Saturday 28 March 2015

Co-pilot 'obsessed' with Alps; flew crash area as a boy

Andreas Lubitz, the co-pilot who authorities say flew a Germanwings plane with 150 people aboard into the French Alps, was "obsessed" and "passionate" about the mountainous region and had flown it several times as a child, French and German media report.
Lubitz and his family, along with other members of a gliding club in his hometown of Montabaur, Germany, would take trips with other members to a club in the town of Sisteron, France, about 30 miles from where the Airbus A320 went down Tuesday,


The area, with its numerous peaks and valleys and stunning panoramas, is popular with glider pilots. In the final moments of the Germanwings flight, Lubitz overflew the major turning points for gliders flying from one peak to another, according to local glider pilots, the Associated Press reported.
French investigators said the plane, with Lubitz at the controls and the locked-out pilot trying desperately to break through the cockpit door, flew for about 10 minutes after leaving its 38,000-feet cruising altitude, finally descending into the side of the mountains.

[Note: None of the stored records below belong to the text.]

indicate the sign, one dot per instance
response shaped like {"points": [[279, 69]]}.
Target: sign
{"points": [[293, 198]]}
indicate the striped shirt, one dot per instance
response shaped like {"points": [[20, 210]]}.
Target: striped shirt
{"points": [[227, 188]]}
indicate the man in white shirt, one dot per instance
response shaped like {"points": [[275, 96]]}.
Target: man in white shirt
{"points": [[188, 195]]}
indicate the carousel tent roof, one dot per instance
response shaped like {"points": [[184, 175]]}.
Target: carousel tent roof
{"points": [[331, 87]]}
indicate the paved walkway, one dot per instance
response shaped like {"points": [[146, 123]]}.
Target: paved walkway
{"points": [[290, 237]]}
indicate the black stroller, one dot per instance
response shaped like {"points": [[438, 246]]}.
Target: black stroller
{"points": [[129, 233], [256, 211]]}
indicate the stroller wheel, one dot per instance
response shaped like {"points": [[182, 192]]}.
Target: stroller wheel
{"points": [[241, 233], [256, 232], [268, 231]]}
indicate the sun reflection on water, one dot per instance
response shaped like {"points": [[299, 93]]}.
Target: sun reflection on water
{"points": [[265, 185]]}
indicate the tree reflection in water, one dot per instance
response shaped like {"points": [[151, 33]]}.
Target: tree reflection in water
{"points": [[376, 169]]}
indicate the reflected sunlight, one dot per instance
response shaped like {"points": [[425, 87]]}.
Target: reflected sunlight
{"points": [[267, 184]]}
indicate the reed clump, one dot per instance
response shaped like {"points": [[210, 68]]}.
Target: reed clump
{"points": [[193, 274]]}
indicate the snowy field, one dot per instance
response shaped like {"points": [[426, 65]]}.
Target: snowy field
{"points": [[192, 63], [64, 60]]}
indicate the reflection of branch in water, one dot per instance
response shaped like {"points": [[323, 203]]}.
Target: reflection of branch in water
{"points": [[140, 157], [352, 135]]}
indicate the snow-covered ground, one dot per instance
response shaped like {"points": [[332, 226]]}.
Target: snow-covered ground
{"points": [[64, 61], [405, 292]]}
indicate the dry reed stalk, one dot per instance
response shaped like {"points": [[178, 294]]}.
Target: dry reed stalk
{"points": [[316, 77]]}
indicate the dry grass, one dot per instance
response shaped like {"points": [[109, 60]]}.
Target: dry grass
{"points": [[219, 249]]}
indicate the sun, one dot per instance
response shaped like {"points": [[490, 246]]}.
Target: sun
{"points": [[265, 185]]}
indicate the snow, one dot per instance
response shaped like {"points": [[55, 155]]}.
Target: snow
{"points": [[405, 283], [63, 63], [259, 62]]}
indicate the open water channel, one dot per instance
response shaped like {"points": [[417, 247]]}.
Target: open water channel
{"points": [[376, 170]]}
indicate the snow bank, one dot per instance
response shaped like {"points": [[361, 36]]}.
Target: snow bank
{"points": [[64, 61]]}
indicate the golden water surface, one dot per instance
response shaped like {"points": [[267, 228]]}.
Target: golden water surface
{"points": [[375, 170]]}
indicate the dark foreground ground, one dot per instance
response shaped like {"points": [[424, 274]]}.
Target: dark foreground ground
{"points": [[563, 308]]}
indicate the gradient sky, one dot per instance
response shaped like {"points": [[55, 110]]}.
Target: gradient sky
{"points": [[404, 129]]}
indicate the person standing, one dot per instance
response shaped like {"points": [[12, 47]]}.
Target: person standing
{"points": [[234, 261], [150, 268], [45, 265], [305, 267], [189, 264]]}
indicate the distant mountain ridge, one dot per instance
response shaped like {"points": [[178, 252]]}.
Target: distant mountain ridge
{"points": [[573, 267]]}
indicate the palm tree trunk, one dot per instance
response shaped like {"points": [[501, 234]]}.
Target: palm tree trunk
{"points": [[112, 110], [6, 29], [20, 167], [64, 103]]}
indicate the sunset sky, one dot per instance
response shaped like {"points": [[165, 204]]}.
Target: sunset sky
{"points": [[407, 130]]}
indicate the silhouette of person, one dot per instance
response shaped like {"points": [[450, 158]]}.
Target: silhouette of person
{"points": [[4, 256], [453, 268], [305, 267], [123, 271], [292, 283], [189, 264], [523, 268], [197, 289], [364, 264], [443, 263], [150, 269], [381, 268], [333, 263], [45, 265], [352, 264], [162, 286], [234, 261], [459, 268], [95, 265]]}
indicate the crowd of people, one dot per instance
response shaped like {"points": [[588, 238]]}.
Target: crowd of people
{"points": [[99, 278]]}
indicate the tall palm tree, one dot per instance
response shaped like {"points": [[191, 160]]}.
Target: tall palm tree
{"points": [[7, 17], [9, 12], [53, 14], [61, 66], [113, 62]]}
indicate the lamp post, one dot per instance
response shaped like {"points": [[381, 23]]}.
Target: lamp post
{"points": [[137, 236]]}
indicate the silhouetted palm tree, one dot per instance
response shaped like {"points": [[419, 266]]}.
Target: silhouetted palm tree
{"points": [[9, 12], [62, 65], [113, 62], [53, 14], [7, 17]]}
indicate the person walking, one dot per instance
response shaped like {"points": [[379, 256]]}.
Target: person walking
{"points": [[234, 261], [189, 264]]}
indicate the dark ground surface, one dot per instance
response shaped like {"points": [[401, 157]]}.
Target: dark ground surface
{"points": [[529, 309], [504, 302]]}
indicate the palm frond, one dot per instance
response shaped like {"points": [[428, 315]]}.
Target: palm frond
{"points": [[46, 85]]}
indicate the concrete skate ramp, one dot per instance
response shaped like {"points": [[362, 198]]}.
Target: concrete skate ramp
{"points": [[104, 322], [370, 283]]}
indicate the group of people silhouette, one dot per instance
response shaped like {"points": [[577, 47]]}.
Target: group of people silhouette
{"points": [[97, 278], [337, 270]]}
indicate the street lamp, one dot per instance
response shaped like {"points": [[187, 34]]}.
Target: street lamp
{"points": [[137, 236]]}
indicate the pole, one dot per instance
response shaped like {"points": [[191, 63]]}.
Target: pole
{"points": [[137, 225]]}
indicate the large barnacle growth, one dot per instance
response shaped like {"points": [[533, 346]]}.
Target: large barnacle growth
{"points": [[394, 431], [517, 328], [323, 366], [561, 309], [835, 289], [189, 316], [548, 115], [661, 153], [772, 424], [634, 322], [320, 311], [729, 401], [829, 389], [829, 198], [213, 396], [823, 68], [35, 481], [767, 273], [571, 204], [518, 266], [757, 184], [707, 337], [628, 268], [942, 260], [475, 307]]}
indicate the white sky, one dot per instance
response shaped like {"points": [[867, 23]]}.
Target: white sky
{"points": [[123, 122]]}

Francis Kefer, a member of the local French gliding club, told France's i-Tele television that the Lubitz family and other members of the Montabaur club came to the region regularly between 1996 and 2003.

Dieter Wagner, a member of the Montabaur club, said he recalls that Lubitz had participated in one of the gliding courses in the Alpine region with Wagner's niece, who was a good friend, Le Parisien reported.


"He was passionate about the Alps and even obsessed," Wagner said. "I'm sure he knew the crash area because he had flown it in a glider."

Ernst Müller, 70, and another member of the German club, said he is "certain that Andreas has participated in at least one or two internships with us in Sisteron," Le Parisien reported. Officials at the club would not comment Saturday, the AP reports.